En Buenos Aires, a los siete días del mes de julio del año dos mil diecisiete, hallándose reunidas las señoras jueces de la Sala “M” de la Cámara Nacional de Apelaciones en lo Civil, Dras. Elisa M. Diaz de Vivar, María Isabel Benavente y Mabel De los Santos, a fin de pronunciarse en los autos “Otero, Julio Osvaldo Miguel c/Petrobras Energía S.A. s/daños y perjuicios”, expediente n°82.408/2012, la Dra. Diaz de Vivar dijo:
La sentencia dictada por el Dr. Camilo Almeida Pons rechazó la demanda interpuesta por JULIO OSVALDO MIGUEL OTERO contra PETROBRAS ENERGÍA S.A.,
I.-Apeló el actor y expresó agravios a partir de fs.1567.
a) Se quejó de la lectura interpretativa efectuada por el magistrado de grado, por considerar que se fundaba en una literalidad insostenible y, que calificó de antijurídica, contraria a toda hermenéutica, prescindiendo de la contextualidad, la existencia de asimetría entre las partes, etc.-
El particular contrato que los vinculó, se concretó entre un empleado jerárquico y su poderoso empleador -PecomNec S.A.- y, consistió en una garantía de indemnidad en el año 2003 por el cual la empresa asumió todos los gastos, honorarios, fianzas, sustitución de embargos o cautelas necesarias… manifestándose que la Compañía se comprometía a “mantenerlo indemne en su patrimonio por cualquier acción de naturaleza patrimonial que se inicie en su contra”.
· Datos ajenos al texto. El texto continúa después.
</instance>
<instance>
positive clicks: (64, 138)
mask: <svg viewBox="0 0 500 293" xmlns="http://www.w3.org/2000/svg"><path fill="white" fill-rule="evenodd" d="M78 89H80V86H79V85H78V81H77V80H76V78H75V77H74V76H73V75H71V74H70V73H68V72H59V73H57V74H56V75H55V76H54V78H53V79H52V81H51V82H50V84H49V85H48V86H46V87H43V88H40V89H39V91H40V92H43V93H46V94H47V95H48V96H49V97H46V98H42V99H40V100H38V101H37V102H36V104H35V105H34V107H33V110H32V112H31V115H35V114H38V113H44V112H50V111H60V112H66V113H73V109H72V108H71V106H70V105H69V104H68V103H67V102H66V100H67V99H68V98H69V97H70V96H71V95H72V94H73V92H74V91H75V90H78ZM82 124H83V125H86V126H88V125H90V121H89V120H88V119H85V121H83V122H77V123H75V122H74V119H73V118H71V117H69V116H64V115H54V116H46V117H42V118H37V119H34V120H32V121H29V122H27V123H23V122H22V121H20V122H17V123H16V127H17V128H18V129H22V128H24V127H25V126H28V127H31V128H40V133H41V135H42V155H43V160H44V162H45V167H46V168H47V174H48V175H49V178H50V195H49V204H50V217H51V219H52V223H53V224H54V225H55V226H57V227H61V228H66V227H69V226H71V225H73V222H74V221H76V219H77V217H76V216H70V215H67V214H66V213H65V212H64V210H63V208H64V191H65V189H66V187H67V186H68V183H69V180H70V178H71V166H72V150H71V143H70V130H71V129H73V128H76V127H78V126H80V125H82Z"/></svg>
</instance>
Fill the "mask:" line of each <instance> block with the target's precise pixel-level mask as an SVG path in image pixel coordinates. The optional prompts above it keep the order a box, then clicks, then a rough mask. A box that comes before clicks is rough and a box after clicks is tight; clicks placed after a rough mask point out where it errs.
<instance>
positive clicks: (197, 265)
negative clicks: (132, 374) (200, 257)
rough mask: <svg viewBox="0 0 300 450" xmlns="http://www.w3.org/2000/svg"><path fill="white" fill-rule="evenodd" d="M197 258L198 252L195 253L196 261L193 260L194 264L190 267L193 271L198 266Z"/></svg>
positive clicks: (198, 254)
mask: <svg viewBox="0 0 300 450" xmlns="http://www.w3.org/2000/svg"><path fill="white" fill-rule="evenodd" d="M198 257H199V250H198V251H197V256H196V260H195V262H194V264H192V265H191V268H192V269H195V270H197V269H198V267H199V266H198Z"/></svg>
El fallo -dijo- no realizó una interpretación integradora del contrato de acuerdo con principios de buena fe, moral y buenas costumbres, dando una solución que no responde la locución “indemne en su patrimonio”. El sentenciante “omitió arbitrariamente relacionar las penurias sufridas por el actor con las causas penales a las que estuvo largamente sometido, como si estas penurias no fueran consecuencia inmediata de la publicidad y trascendencia que tuvieron aquella”
Se agravió porque se ignorara la regla de previsibilidad contractual del art. 1728 del nuevo Código y el concepto de interferencia al proyecto de vida (art. 1738).
b) El traslado conferido fue contestado por Petrobras Energía S.A. a partir de fs. 1574 pidiendo en primer lugar la declaración de la deserción del recurso.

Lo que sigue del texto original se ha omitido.